REST vs GraphQL: A Practical Guide for Enterprise APIs
On our platform, both REST and GraphQL are first-class. Choosing well affects latency, governance, and cloud app deployment cadence. Below is the decision playbook we use with enterprise teams, including how our AI programming tool and AI web design tool plug in without creating tech debt.
When REST wins
- Stable resources and predictable URLs: orders, invoices, policies. Easy to document and cache.
- CDN and edge caching: GET /orders/123 with strong ETags beats most GraphQL cache tricks.
- Compliance and audit: method semantics, explicit versioning (/v2), and verb-based RBAC simplify approvals.
- Webhooks and integrations: partners understand POST, PUT, PATCH, DELETE with idempotency keys.
- Large uploads or downloads: presigned URLs and range requests are straightforward.
- Simple mobile flows: few endpoints, strong offline caching, no query cost risks.
When GraphQL shines
- Product teams need tailored payloads: fetch order, customer, and last three shipments in one roundtrip.
- Rapid iteration: add fields without breaking existing clients; deprecate gradually.
- Complex UIs: nested relations, conditional data, pagination with connections, and live updates via subscriptions.
- Microservice federation: unify many backends behind a single schema and gateway.
- AI features: one query to hydrate prompts with exactly the fields a model needs.

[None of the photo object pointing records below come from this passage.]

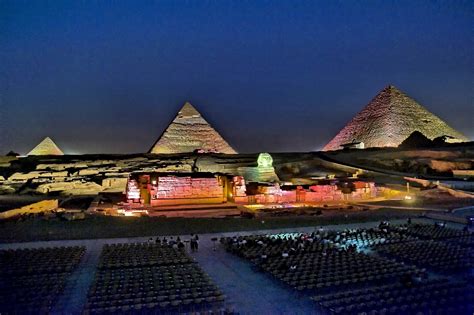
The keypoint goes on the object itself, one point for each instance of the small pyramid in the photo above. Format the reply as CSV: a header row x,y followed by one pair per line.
x,y
189,132
46,147
389,119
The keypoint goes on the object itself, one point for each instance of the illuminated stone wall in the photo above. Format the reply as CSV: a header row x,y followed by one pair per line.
x,y
174,187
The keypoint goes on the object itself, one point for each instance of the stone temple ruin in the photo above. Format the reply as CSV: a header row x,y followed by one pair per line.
x,y
190,132
388,120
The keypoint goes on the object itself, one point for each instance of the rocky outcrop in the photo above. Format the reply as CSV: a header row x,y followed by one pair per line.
x,y
389,119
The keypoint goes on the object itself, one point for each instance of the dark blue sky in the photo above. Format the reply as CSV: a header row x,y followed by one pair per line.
x,y
108,76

Patterns that scale on the platform
- Hybrid read/write: commands as REST (clear audit, retries), reads via GraphQL for flexible views.

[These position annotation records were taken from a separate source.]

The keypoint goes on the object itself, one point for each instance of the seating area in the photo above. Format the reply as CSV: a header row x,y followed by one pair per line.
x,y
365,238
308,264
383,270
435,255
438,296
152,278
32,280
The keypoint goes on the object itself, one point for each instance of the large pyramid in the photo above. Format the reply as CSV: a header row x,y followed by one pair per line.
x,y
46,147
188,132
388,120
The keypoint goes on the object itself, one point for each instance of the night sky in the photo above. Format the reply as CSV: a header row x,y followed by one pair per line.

- Gateway policy: enforce persisted queries, operation allowlists, and depth/complexity limits.
- Pagination standard: REST uses cursor params; GraphQL uses connections with opaque cursors.
- Error mapping: GraphQL extensions map to HTTP metrics; REST uses typed problem+json bodies.
- Schema governance: schema lint, breaking-change checks, and preview environments on every PR.
Performance and cost
Cache aggressively: REST with ETag/Cache-Control; GraphQL with persisted queries and field-level caching. Tame N+1 using DataLoader patterns and batch resolvers. Cap cost with a query complexity budget and per-tenant rate limits. Prefer HTTP/2 multiplexing and keep payloads gzip/br.

Security, versioning, and deployment
- Auth: REST scopes per route; GraphQL field-level rules, plus schema-stitched row-level security.
- Versioning: REST via /vN; GraphQL via schema evolution, deprecations, and change windows.
- Cloud app deployment: blue/green REST endpoints; canary GraphQL resolvers with percent traffic.
- Quality gates: contract tests, snapshot queries, and synthetic checks in staging.
AI-first workflows
Our AI programming tool reads OpenAPI and GraphQL schemas to generate typed clients, test stubs, and prompt fixtures. The AI web design tool consumes fragments to build data-aware components without overfetching. Tip: pin persisted queries for any model-driven feature to control cost and drift, and log field usage to guide schema pruning.
Migration playbook
Start by mirroring REST reads in GraphQL, ship persisted queries, then move complex screens. Keep writes in REST until SLAs stabilize. Instrument with trace IDs and field usage metrics, then prune unused fields and endpoints.